On $O(n)$ Algorithms for Projection onto the Top-$k$-sum Sublevel Set

TL;DR

This paper introduces two $O(n)$ algorithms for projecting onto the top-$k$-sum sublevel set, significantly faster than existing methods, especially when $k$ is proportional to $n$, with practical efficiency demonstrated on large-scale problems.

Contribution

The paper presents two finite-termination $O(n)$ algorithms for projection onto the top-$k$-sum sublevel set, improving over existing methods with higher complexity, and introduces an approximate sorting technique for large-scale problems.

Findings

Algorithms solve problems with $n=10^7$ and $k=10^4$ in 0.05 seconds.

Compared to semismooth Newton, our methods are about 20 times faster.

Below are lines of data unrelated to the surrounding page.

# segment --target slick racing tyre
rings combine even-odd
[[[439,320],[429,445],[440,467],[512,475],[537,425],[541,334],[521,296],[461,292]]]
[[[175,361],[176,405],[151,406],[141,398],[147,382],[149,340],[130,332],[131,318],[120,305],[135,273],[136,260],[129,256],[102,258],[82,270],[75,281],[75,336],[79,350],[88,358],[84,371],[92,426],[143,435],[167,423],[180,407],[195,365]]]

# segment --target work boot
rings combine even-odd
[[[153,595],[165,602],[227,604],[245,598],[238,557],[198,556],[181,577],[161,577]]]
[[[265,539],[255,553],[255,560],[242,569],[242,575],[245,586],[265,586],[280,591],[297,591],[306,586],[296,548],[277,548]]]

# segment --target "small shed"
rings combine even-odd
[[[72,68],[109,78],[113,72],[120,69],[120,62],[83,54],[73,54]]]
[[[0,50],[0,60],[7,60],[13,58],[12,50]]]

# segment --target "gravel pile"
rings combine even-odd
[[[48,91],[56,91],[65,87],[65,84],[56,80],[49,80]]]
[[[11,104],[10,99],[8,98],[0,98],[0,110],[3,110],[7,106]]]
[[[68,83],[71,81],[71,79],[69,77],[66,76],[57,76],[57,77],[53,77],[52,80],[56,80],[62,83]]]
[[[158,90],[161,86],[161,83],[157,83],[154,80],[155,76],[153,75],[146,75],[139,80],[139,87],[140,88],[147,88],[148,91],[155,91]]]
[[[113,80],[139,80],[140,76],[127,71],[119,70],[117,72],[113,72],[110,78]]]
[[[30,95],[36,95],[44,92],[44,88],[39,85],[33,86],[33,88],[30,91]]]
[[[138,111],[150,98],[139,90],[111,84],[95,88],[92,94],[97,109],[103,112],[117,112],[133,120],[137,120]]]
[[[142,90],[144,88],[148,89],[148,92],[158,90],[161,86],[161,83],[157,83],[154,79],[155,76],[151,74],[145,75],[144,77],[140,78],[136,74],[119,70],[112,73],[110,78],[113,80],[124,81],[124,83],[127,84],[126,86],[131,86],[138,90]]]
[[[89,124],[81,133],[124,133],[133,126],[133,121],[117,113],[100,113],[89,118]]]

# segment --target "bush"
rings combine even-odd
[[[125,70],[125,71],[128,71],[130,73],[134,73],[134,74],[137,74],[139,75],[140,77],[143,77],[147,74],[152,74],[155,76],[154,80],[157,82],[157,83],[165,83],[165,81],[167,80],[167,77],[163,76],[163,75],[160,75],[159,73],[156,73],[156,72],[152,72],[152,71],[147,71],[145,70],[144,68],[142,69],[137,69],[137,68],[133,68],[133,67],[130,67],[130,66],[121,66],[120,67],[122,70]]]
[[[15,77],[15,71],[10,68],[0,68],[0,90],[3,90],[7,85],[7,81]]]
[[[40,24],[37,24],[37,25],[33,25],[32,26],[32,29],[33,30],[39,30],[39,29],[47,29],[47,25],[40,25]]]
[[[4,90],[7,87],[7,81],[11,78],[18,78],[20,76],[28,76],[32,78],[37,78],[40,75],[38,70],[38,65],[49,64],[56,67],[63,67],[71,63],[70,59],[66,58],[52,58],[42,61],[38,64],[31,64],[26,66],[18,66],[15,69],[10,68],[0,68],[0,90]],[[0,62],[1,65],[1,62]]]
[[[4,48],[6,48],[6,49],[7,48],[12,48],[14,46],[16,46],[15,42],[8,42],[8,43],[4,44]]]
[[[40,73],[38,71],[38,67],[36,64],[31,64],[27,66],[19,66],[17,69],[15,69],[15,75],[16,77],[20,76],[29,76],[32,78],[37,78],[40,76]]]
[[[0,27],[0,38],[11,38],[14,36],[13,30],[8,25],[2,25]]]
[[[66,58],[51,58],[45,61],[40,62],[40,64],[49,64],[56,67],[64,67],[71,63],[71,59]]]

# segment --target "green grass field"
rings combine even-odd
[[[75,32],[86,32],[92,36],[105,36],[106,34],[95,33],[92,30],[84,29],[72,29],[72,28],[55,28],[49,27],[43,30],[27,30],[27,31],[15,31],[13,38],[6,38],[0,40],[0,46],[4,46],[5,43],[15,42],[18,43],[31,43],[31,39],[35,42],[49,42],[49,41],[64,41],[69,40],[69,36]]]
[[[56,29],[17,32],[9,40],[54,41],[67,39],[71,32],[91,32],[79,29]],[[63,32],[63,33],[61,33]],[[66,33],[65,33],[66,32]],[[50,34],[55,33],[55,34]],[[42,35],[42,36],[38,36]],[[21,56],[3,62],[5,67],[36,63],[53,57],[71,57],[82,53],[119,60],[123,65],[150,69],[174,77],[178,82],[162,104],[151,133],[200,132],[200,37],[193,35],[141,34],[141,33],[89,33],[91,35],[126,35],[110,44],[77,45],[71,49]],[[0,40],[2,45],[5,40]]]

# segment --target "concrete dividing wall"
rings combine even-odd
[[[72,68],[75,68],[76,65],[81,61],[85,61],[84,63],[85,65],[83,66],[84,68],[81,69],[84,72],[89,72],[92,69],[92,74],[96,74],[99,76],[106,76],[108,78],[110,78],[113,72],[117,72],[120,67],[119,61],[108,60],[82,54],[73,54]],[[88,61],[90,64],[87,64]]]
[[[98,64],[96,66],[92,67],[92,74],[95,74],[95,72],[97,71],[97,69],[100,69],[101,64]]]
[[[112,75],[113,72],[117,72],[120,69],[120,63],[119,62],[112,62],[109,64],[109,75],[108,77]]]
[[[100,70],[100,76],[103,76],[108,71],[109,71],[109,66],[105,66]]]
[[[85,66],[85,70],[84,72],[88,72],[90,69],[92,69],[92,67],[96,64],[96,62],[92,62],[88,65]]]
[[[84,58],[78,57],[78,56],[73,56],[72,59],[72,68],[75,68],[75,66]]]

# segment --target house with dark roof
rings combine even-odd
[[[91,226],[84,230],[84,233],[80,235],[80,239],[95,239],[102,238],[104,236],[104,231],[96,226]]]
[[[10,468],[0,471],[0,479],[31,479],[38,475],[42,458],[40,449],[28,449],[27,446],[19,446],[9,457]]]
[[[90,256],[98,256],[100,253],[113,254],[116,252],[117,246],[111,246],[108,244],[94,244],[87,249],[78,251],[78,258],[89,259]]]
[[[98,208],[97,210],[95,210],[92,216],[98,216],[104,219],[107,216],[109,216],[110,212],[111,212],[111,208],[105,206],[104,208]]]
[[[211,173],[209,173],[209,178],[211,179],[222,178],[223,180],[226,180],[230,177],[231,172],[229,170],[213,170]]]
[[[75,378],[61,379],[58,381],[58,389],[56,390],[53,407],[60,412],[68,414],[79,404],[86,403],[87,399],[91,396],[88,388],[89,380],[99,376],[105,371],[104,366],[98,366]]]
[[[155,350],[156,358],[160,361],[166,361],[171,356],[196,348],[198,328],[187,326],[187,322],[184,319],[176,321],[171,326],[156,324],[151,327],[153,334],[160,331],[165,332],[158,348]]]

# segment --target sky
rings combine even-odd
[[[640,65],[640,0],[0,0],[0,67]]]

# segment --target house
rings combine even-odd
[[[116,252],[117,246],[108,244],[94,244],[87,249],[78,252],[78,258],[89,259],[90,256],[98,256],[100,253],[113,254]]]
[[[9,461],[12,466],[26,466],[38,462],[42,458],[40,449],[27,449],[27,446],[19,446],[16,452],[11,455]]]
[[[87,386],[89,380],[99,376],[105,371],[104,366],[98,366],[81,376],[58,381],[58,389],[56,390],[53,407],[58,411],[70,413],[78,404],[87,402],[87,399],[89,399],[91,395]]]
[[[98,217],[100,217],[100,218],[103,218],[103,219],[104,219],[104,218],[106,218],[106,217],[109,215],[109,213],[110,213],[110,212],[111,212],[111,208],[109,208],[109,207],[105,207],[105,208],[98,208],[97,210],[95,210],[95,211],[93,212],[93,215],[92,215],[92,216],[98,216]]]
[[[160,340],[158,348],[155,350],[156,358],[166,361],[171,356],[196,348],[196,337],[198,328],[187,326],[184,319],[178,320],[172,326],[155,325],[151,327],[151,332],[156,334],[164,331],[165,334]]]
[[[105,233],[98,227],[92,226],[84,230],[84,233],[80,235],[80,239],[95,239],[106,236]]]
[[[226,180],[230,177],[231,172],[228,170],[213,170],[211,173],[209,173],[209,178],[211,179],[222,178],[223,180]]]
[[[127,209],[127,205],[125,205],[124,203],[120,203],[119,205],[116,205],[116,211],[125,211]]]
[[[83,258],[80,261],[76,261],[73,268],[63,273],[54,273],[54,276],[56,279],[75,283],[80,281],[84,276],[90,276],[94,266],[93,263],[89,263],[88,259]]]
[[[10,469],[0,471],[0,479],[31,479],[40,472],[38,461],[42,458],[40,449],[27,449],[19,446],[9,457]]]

Existing methods can take minutes to hours, while our methods are highly efficient.

Abstract

The \emph{top-$k$-sum} operator computes the sum of the largest $k$ components of a given vector. The Euclidean projection onto the top-$k$-sum sublevel set serves as a crucial subroutine in iterative methods to solve composite superquantile optimization problems. In this paper, we introduce a solver that implements two finite-termination algorithms to compute this projection. Both algorithms have $O(n)$ complexity of floating point operations when applied to a sorted $n$-dimensional input vector, where the absorbed constant is \emph{independent of $k$}. This stands in contrast to an existing grid-search-inspired method that has $O(k(n-k))$ complexity, a partition-based method with $O(n+D\log D)$ complexity, where $D\leq n$ is the number of distinct elements in the input vector, and a semismooth Newon method with a finite termination property but unspecified floating point complexity. The improvement of our methods over the first method is significant when $k$ is linearly dependent on $n$, which is frequently encountered in practical superquantile optimization applications. In instances where the input vector is unsorted, an additional cost is incurred to (partially) sort the vector, whereas a full sort of the input vector seems unavoidable for the other two methods. To reduce this cost, we further derive a rigorous procedure that leverages approximate sorting to compute the projection, which is particularly useful when solving a sequence of similar projection problems. Numerical results show that our methods solve problems of scale $n=10^7$ and $k=10^4$ within $0.05$ seconds, whereas the most competitive alternative, the semismooth Newton-based method, takes about $1$ second. The existing grid-search method and Gurobi's QP solver can take from minutes to hours.